27 de nov. de 2007

Consciência


Consciência aqui significa a capacidade de ver um bule de café e ouvir o canto dos pássaros de uma maneira própria, e não do modo como se foi obrigado. Pode-se presumir que as crianças vêem e ouvem diferentemente dos adultos, e que são mais estéticas e menos intelectualizadas em seus primeiros anos de vida. O garotinho vê e ouve os pássaros com deleite. Vem então o pai e muito naturalmente acha que deve ajudar seu filho a "progredir". Diz ele: "Este aqui é um tico-tico; aquele é um pardal." Quando o garotinho passa a se preocupar em saber qual é o tico-tico e qual é o pardal, já não pode mais ver ou ouvir pássaros como antes. Tem que vê-los e ouvi-los do jeito que o pai quer. O pai tem boas razões, já que poucas pessoas poderão passar a vida inteira ouvindo passarinhos, e quanto mais cedo o garoto começar sua educa­ção, melhor. Umas poucas pessoas, no entanto, continuam podendo ver e ouvir do modo antigo. Pintores, poetas, músi­cos ainda o fazem.
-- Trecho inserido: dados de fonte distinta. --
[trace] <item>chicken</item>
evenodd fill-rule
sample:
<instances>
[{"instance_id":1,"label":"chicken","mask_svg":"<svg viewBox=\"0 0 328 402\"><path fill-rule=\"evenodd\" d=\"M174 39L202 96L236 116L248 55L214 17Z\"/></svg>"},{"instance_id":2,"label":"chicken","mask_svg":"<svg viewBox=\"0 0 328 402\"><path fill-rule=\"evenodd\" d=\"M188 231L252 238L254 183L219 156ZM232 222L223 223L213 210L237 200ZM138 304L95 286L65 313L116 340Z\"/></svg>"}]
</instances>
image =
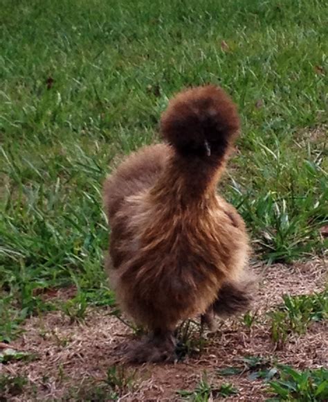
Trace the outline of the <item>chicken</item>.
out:
<instances>
[{"instance_id":1,"label":"chicken","mask_svg":"<svg viewBox=\"0 0 328 402\"><path fill-rule=\"evenodd\" d=\"M104 184L108 263L121 308L149 335L135 362L172 361L179 322L247 309L250 247L236 209L216 193L239 119L214 85L184 90L161 121L165 143L131 153Z\"/></svg>"}]
</instances>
A consciência assim descrita requer a vida no aqui e agora, não em qualquer outra parte, no passado e no futuro. Uma boa ilustração das alternativas possíveis é ir para o trabalho de manhã, dirigindo o carro velozmente. A pergunta decisiva é: "Onde está a mente quando o corpo está aqui?" e existem comumente quatro respostas:

1. O homem cuja principal preocupação é chegar na hora é o que está mais afastado. Com o corpo na direção do seu carro e a mente na porta do escritório, ele não toma conheci­mento do que o cerca, salvo quando surgir algum problema, quando então seu soma se reunirá à sua psique. Este é o quadrado, cuja principal preocupação é saber com que cara aparecerá diante do patrão. Se chegar atrasado, se esforçará ao máximo para deixar bem claros os sinais de sua afobação. A Criança submissa está no comando, e seu jogo é "Veja Só Como Me Esforcei". Enquanto dirige ele é quase completa­mente carente de autonomia, e, como ser humano, está mais morto do que vivo. Não é impossível que esta seja uma condi­ção favorável para o desenvolvimento de hipertensão ou de entupimento das coronárias.
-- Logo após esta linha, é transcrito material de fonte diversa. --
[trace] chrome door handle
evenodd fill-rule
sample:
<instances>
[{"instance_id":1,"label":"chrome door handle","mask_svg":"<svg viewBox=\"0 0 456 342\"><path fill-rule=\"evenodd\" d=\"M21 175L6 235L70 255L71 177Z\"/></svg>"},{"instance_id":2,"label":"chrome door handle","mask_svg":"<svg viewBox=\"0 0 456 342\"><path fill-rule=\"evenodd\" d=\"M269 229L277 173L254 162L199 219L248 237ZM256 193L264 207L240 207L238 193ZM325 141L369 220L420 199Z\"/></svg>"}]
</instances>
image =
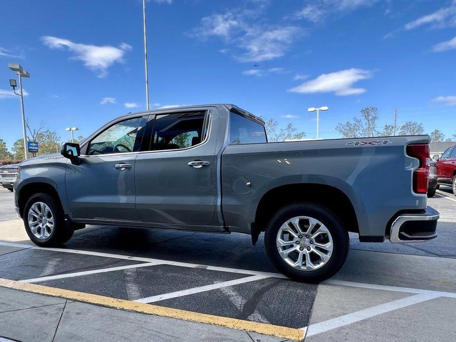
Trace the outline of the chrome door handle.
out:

2. O Zangado, por sua vez, não está tão preocupado com o fato de chegar na hora como em colecionar desculpas para seu atraso. Acidentes, sinais luminosos mal sincronizados, barbeiragens ou simples burrices dos outros se ajustam bem ao seu esquema e secretamente são bem recebidos, como contribuições para jogar "Olhe Só O Que Você Me Fez Fazer". Ele também não se dá conta daquilo que o cerca, salvo o que possa auxiliar seu jogo, de modo que está apenas meio vivo. Seu corpo está no automóvel, mas sua mente está longe, procurando defeitos e injustiças.

3. Mais raro é o "motorista nato", o homem para quem dirigir um automóvel é ao mesmo tempo uma ciência e uma arte, perfeitamente adaptada à sua natureza. Enquanto progri­de veloz e habilmente através do tráfego, ele é um só com seu veículo. Também não toma conhecimento do que o cerca, salvo quando surgir alguma coisa que sirva para o exercí­cio de sua habilidade, mas ele está muito consciente de si próprio e da máquina que controla tão bem, e, no que diz respeito a isto, está vivo.
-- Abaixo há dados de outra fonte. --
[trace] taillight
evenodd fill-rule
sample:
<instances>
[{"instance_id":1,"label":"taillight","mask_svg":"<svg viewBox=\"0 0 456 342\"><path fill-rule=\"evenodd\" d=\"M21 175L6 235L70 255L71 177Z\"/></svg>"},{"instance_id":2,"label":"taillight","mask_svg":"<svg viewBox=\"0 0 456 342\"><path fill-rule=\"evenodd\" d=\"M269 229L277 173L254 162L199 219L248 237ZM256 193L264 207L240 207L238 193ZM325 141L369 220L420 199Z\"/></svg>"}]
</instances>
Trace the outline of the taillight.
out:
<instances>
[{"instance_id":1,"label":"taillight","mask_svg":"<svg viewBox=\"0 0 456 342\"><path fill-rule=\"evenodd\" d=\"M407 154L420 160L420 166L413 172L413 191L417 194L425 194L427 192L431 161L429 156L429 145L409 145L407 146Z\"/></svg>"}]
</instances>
4. O quarto caso é o da pessoa que é consciente, e que não se apressará porque está vivendo o momento presente e no ambiente que o envolve: o céu, as árvores, a sensação de movimento. Apressar-se é negligenciar tudo isso e pensar apenas em algo que está por acontecer e que está longe, em meros obstáculos ou somente em si próprio. A pessoa consciente está viva porque sabe o que sente, onde está e o momento que vive. Sabe que depois que morrer as árvores continuarão lá e ela não poderá vê-las de novo; por isto quer vê-las agora com a máxima intensidade possível.